Power variations, building up to sets of 5 with moderate-heavy loads on PC+J, before two (2) weeks of block power snatches.
Strength work will build towards heavy 4 (H4) and double (H2). We’ll start the block with 3-weeks of 1 ¼ front squats to strengthen your positions and drive from the bottom. There is a weekly circuit with single-leg work to keep you balanced.
STRENGTH
If weights feel heavy in workouts or you know you need to get your base strength levels up for the season then this is the choice for you.
The main focus is on a front squat progression leading to heavy 4 (H4) and double (H2).
For upper body push/pull, we’ll explore two (2) different KB overhead pressing and chest-supported row variations. The session wraps up with a lower body accessory circuit (like the weightlifting session) and (from week 3), optional bodybuilding.
COMPETITION WORKOUTS
If you enjoy or need to work more on competition/sport-specific workouts, these optional sessions will be a good choice for you. These will be the same sessions as our competitor, and advanced competitor plans will be doing, so be prepared for high-skill and heavier weights (but as always, with movement options to ensure you get the right stimulus).
For best results, choose one “category” of optional sessions and stick with it for the full six (6) weeks.
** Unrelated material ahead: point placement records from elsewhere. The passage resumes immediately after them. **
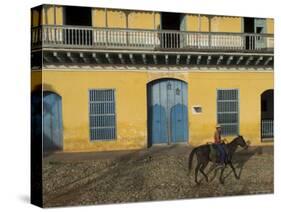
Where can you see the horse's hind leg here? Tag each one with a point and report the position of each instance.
(221, 176)
(233, 169)
(204, 165)
(196, 172)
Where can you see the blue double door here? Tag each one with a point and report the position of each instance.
(167, 112)
(52, 122)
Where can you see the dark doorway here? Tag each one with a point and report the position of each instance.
(78, 16)
(249, 27)
(52, 122)
(267, 114)
(170, 21)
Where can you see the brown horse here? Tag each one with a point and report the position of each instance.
(203, 157)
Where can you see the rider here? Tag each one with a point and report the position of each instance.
(219, 144)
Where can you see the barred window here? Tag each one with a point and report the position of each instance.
(102, 114)
(228, 111)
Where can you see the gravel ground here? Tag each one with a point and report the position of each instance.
(159, 173)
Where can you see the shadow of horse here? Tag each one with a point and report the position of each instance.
(239, 160)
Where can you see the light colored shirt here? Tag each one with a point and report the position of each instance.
(217, 137)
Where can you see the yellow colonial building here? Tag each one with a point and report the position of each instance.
(116, 79)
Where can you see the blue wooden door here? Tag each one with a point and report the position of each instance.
(260, 28)
(167, 100)
(52, 122)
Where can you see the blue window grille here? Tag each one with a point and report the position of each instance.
(228, 111)
(102, 114)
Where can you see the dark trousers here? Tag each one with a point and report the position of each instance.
(222, 154)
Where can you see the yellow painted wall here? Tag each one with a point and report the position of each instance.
(218, 23)
(226, 24)
(192, 23)
(116, 18)
(141, 20)
(131, 111)
(47, 15)
(130, 108)
(270, 25)
(98, 18)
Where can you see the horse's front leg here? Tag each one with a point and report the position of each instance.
(221, 176)
(234, 171)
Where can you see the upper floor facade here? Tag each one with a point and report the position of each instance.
(106, 35)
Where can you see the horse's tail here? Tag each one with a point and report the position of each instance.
(191, 158)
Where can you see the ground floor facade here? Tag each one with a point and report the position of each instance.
(111, 109)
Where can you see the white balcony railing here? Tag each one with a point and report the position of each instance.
(89, 37)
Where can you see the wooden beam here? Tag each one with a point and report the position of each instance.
(155, 59)
(96, 58)
(258, 60)
(249, 60)
(239, 60)
(144, 58)
(120, 56)
(188, 59)
(219, 60)
(167, 59)
(70, 57)
(109, 58)
(82, 56)
(230, 58)
(178, 59)
(132, 59)
(209, 59)
(56, 55)
(45, 57)
(198, 59)
(268, 60)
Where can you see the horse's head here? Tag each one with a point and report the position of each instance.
(241, 142)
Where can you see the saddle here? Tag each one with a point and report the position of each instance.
(215, 154)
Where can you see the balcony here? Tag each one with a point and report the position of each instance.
(88, 37)
(112, 45)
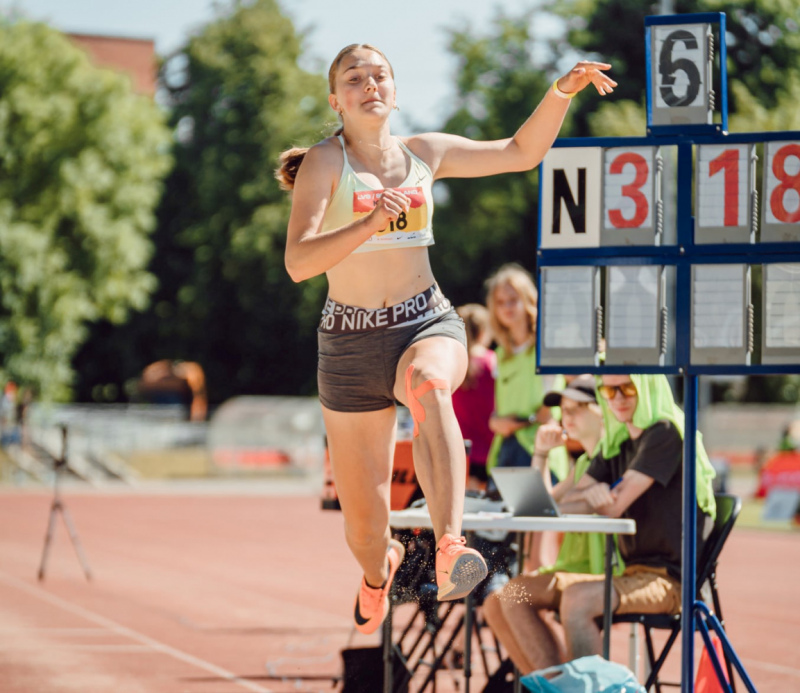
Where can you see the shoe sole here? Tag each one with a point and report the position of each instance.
(370, 626)
(467, 572)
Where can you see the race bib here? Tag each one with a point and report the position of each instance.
(408, 224)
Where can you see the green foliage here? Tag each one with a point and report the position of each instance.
(482, 223)
(81, 161)
(237, 99)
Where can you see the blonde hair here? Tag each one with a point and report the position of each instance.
(291, 159)
(520, 280)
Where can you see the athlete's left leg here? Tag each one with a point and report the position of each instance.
(438, 446)
(427, 374)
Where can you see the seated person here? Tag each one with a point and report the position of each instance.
(582, 421)
(641, 457)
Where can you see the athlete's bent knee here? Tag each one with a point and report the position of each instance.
(414, 393)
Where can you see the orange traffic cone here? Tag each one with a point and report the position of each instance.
(706, 680)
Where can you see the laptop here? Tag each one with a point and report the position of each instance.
(524, 492)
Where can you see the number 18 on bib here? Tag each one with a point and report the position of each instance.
(680, 73)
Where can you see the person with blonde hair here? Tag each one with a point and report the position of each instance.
(362, 211)
(473, 402)
(519, 396)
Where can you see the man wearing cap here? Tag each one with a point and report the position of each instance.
(636, 474)
(582, 422)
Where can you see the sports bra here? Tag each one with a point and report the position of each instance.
(354, 199)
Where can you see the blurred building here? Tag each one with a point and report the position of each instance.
(135, 57)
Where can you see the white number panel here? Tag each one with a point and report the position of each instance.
(781, 204)
(679, 56)
(630, 196)
(571, 198)
(724, 185)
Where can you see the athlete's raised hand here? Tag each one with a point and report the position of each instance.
(587, 72)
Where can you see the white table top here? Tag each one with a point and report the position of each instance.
(473, 521)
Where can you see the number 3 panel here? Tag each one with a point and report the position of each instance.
(632, 206)
(781, 216)
(725, 193)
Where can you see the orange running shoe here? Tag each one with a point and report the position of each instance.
(372, 603)
(458, 569)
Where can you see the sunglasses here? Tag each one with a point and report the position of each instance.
(610, 391)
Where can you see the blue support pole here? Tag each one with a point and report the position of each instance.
(689, 559)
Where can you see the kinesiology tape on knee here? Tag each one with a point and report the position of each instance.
(413, 395)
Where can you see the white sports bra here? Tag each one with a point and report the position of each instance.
(354, 199)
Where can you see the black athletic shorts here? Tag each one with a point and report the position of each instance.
(359, 349)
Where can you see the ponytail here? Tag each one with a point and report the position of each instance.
(290, 161)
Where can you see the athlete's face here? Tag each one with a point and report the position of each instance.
(620, 393)
(509, 306)
(364, 85)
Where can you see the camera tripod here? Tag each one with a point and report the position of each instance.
(57, 506)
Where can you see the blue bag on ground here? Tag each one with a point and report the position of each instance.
(584, 675)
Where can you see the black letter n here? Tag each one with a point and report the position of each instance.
(562, 191)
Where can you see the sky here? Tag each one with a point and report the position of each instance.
(411, 33)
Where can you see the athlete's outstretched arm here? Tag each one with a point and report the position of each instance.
(451, 156)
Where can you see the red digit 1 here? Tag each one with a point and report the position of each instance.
(632, 190)
(787, 183)
(728, 162)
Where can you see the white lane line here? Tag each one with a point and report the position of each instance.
(52, 631)
(21, 647)
(769, 666)
(132, 634)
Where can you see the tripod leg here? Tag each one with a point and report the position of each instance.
(51, 525)
(76, 542)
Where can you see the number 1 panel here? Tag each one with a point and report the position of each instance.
(725, 196)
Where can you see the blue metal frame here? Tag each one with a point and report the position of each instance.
(696, 18)
(682, 255)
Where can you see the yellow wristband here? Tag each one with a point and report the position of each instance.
(562, 94)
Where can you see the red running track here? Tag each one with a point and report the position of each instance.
(204, 593)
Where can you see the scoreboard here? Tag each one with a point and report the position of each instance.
(677, 252)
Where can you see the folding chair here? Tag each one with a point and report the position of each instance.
(728, 507)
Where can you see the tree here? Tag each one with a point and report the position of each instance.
(81, 163)
(237, 98)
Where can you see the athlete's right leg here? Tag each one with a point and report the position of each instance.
(361, 448)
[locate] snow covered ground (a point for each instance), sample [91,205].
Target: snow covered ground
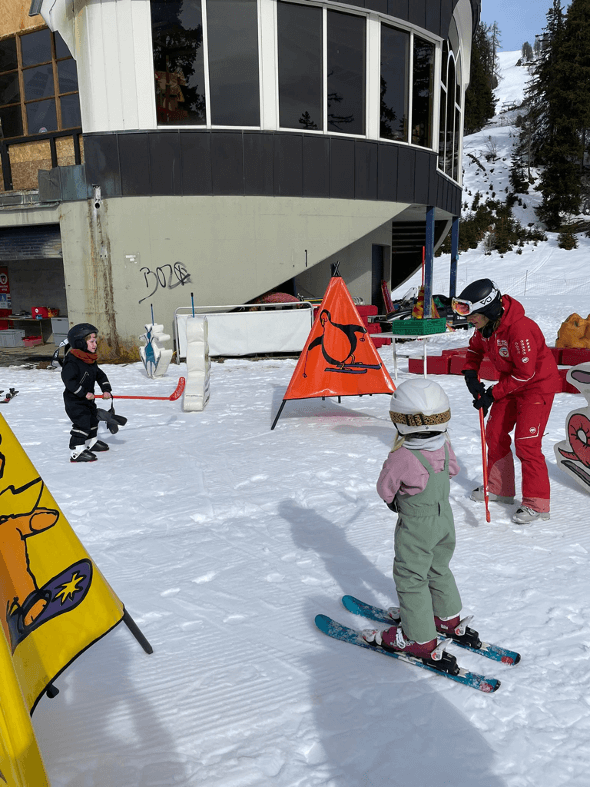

Weightlifting bias - Follow optional WL sessions
Strength bias - Follow optional STR sessions
Conditioning bias - You can mix different optional conditioning sessions from week to week OR focus on a single session progression. You can choose to bias your conditioning more by adding the aerobic base session on Wednesdays and then choosing a different conditioning piece on Saturdays (for example).
Competition/Sport bias - Follow optional competition workout sessions
If you have the time and can recover, you could do two separate sessions on Saturdays (aim for 3+ hours of rest between sessions in this case).